Guangzhou is a city that really epitomizes China.  The feeling of modern life pushing itself, almost violently at times, through the old is evident everywhere in the city. Guangzhou is a city of contradictions.  One street will have a luxurious shopping mall and the next will be made up of slums and crumbling buildings.  There will be a McDonalds on one corner and on another a restaurant that serves live snakes and cockroaches.  While sipping a cappuccino at a Starbucks (which charges the same for a cappuccino as in the United States) you might see a man riding a bicycle with ten ladders tied to it (or perhaps only the wheels of the bike peeking out from under the ladders).  A moment later a Mercedes sedan might drive by.  You may find luxury stores in hotel lobbies such as Louis Vuitton, Burberry and others. Yet when you visit the guest rooms you find stained carpet, peeling wallpaper, and disintergrating drapes. Also any items that you might need from socks to diapers are available at the local markets such as Jusco or even at 7 Eleven.  You can even find Diet Coke with no problem which really made the trip more pleasant as water is not potable in Guangzhou unless it’s boiled and even then it tastes funky.

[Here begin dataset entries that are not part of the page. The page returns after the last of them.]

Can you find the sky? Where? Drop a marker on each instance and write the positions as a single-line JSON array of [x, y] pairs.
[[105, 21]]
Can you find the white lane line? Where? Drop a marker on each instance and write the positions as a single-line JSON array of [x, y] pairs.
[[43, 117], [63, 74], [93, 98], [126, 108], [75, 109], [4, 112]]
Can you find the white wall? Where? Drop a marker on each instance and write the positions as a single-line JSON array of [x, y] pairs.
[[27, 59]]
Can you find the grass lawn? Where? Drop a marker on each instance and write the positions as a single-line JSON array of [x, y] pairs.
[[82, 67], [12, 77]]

You may surprised how few people speak English, even in the hospitality and tourism industry.

Guangzhou is, at times,  an intimidating city. The air quality is horrendous and the traffic is worse than many other large cities, including New York, Paris, or Hong Kong.  It is a large city and very easy to get lost in.  Not a walking city at all. There is an area called Shamian (pronounced:/shamyan/), a tiny peninsula that is very quaint and friendly.  It tends to cater to the many families who are in Guangzhou to adopt Chinese babies.  Most of the people in Shamian speak a bit of English. 

When traveling to the train station, it's best to be accompanied by a native as some say that they are dangerous places where tourists are targeted. Be watchful of your wallet and valuables.If you have a backpack,make sure it is at your front and not "back".

Be sure to visit the Jade Market during your visit in Guangzhou.  It is in the old part of the city and very quaint and even beautiful at times.  There is a winding side walking only street where people set up tables to sell jade.  While much of it is junk, there are some quality pieces to be found as well.  Mid-way through the walking street  there is a beautiful temple with large golden Buddhas.  Brightly colored flags hang in the trees and by wire above the courtyard entrance to the temple. It is a beautiful and memorable spot.

Xiao Zhou village is also becoming a good place to be.Many Chinese artist find their inspirations there.Kinds of art exhibitions are held  there from time to time.And you get to watch local artists painting and crafting in those reminiscent and quiet houses.There is also an old quay dated back in the 1800s.It is small but very comfortable.

Everywhere you look in Guangzhou you find contradictions.  It seems to be a city that  is struggling as it becomes modern.  Trying to keep up with its expanding role in Chinese society.  It’s a place where you can get a glimpse of old China with some of the bare minimum comforts of home.